11.1.1 造血機能障害(顆粒球や血小板の減少等)
顆粒球や血小板の減少等、造血機能障害があらわれることがあるので、長期にわたって連用する場合には血液検査を行い、このような症状があらわれた場合には投与を中止すること。
11.2 その他の副作用
本剤は使用成績調査等の副作用発現頻度が明確となる調査を実施していないため、頻度は不明であるが(再審査対象外)、次の副作用があらわれることがあるので、観察を十分に行い、異常が認められた場合には投与を中止するなど適切な処置を行うこと。
消化器(覚醒時)
嘔気・嘔吐11)
精神神経系
末梢神経障害1)2)

14. 適用上の注意

14.1 ガスの使用にあたっての注意
・使用に当たっては換気をよくし、喫煙、火気の使用を禁止すること。
・亜酸化窒素が高濃度で存在し、かつ可燃物が存在する部位では、電気メス、レーザーメス等の火気を使用しないこと12)13)
・本剤は液化ガスのため容器は必ず立てて使用し、転倒しないように固定すること。また凍傷の危険性があるため、清潔で乾いた革手袋を使用すること。
・発火する場合があるので、容器の口金、圧力調整器、配管など本剤と直接接する全ての部位に油脂類、有機物、塵埃などが付着しないようにすること。
・容器内のガスは高圧ガスであるため、所定の圧力調整器を取り付けて使用すること。
・バルブの接続は、所定のパッキンを使用し、接続後、ガス漏れのないことを確かめてから使用すること。
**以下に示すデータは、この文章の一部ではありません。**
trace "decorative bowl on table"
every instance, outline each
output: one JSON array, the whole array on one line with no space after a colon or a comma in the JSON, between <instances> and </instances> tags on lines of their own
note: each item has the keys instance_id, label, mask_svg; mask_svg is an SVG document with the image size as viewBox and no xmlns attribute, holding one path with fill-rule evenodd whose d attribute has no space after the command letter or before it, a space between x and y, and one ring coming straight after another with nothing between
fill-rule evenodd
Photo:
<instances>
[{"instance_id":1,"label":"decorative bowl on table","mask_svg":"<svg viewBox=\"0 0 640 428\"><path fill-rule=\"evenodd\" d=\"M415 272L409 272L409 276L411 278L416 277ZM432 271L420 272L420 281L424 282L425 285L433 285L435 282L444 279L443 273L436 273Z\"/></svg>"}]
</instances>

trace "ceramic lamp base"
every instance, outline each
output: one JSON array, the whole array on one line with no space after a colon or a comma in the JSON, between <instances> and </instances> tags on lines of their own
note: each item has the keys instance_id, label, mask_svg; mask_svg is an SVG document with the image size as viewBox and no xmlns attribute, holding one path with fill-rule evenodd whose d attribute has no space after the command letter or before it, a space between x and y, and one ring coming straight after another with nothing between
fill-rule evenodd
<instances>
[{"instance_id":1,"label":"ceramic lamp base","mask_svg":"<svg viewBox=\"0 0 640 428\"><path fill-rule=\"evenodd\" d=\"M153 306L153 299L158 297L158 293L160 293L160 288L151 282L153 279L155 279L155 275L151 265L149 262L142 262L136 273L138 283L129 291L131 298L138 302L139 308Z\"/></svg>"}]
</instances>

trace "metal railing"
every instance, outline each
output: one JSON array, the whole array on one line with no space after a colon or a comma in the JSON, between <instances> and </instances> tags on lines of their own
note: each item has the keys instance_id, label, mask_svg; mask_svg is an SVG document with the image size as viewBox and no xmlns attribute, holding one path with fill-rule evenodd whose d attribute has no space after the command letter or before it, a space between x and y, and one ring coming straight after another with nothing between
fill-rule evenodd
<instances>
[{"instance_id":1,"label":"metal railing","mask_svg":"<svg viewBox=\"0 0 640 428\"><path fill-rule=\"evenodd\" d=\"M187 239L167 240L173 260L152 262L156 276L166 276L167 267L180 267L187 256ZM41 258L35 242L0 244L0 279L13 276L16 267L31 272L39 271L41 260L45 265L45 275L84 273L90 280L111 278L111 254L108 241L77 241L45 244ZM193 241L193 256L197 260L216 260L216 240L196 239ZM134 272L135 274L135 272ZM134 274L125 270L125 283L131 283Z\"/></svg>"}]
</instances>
圧力調整器の取付部、および配管設備等のガス漏れの恐れのある箇所は使用に先立って、必ず漏れチェックをすること。
・使用する時はバルブをゆっくりと全開にし、使用を停止する時や使用後容器が空になった時はバルブを全閉にすること。
・容器内の亜酸化窒素の液状部がなくなってくるとガスのみとなり液化ガスの特性として急激に圧力が下がってくるため、圧力が下がり始めたら新しい容器と交換すること。
・使用後は残圧を残してバルブをしっかり閉め、袋ナット、バルブ保護キャップを取付けて空容器置場に保管すること。
・職業的に数年にわたり本剤に曝露された女性で、自然流産率が高いことが報告されているので、本剤の使用に際しては換気等に十分注意すること14)15)16)
14.2 投与時の注意
14.2.1 麻酔開始時の注意
・吸気中酸素濃度は30%を越えることが望ましい。
・麻酔開始の時には、亜酸化窒素の肺内残気による希釈を防ぐために十分な脱窒素を行うこと。
14.2.2 麻酔終了時の注意
麻酔終了と同時に空気呼吸を開始すると酸素欠乏症に陥ることがあるので、5分以上の100%酸素を吸入させることが望ましい。
14.3 ガスの吸入にあたっての注意
本剤のカフ内への拡散によりカフ内圧が高まり、カフの変形、破裂、その他のトラブルが生じることがあるので十分注意すること17)18)

15. その他の注意

15.1 臨床使用に基づく情報
・亜酸化窒素は反復摂取の体験により、依存性が生じることがあるので注意が必要である19)
・本剤の体内閉鎖腔内圧上昇作用により、中耳内圧の上昇が起こり、鼓膜破裂に至ったとの報告がある3)
・亜酸化窒素の長期間(3ヶ月〜数年)の摂取下で、亜急性脊髄変性様の神経障害が観察されている1)2)20)
・仰臥位での開頭術において、本剤の体内閉鎖腔内圧上昇作用により術後に緊張性気脳症が発症したとの報告がある5)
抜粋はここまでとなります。